Our project involved a group of me and two other students, along with our advisor. We worked together in class, and asynchronously, outside of class, meeting in class twice a week, and out of class once a week.

Tools and Technologies

The tools and technologies used in this project include:

Autoencoders
Isolation Forest variants
- Isolation Forest
- EIF
- SCiF
- FBiF
Python
- Tensorflow
- Scikit-Learn
- Numpy
- Numba
- Matplotlib
- Pandas
  
  Prediction speed comparison between each model

Model	Predict Speed (Complete Test Set)
Autoencoder	0.031 seconds
Isolation Forest	9.21 seconds
Extended Isolation Forest	15.8 seconds
SCiForest	53.8 seconds
Finite Boundary Isolation Forest	59.3 seconds

Scores comparison between individual models (first 2 rows), along with pipeline tests (last 4 rows)

Model Type	Precision	Recall	F1
Autoencoder	0.46	0.51	0.49
Isolation Forest	0.907	0.746	0.818
AE -> Isolation Forest	0.96	0.56	0.71
AE -> Extended IF	0.83	0.36	0.50
AE -> SCiForest	0.76	0.46	0.57
AE -> FBIF	0.58	0.44	0.50

Outcomes

The methodology used leads to significant time savings compared to using an isolation forest alone, but still has room to further improve the scores in the phase-1 autoencoder. The potential for such improvement is shown to potentially lie in underlying qualities of the autoencoder that are not yet well examined. Through this project, I gained a deeper understanding of machine learning models and how to evaluate them effectively, using multiple metrics. I also learned about network traffic data, and how to incorporate such data into ML models.

Our paper was published by IEEE and presented at IEEE CCWC 2024. Link here

Example of the pipeline we used — 2-phase pipeline that we used. Image originally from [1].

References

[1]: Carrera, Francesco, et al. “Combining unsupervised approaches for near real-time network traffic anomaly detection.” Applied Sciences 12.3 (2022): 1759.

[2]: Zong, Bo, et al. “Deep autoencoding gaussian mixture model for unsupervised anomaly detection.” International conference on learning representations. 2018.

[3]: Liu, Fei Tony, Kai Ming Ting, and Zhi-Hua Zhou. “Isolation forest.” 2008 eighth ieee international conference on data mining. IEEE, 2008.

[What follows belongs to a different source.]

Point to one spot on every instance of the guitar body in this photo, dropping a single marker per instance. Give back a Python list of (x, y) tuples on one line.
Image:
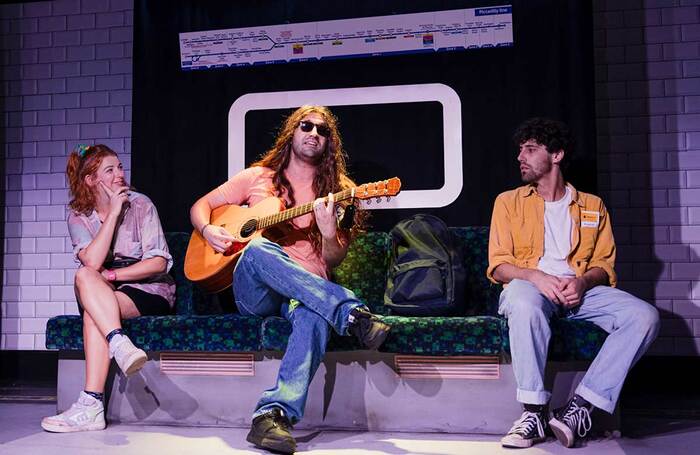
[(214, 271)]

[4]: Hariri, Sahand, Matias Carrasco Kind, and Robert J. Brunner. “Extended isolation forest.” IEEE Transactions on Knowledge and Data Engineering 33.4 (2019): 1479-1489.

[5]: Liu, Fei Tony, Kai Ming Ting, and Zhi-Hua Zhou. “On detecting clustered anomalies using SCiForest.” Machine Learning and Knowledge Discovery in Databases: European Conference, ECML PKDD 2010, Barcelona, Spain, September 20-24, 2010, Proceedings, Part II 21. Springer Berlin Heidelberg, 2010.

[6]: Choudhury, Jayanta, et al. “Hypersphere for Branching Node for the Family of Isolation Forest Algorithms.” 2021 IEEE International Conference on Smart Computing (SMARTCOMP). IEEE, 2021.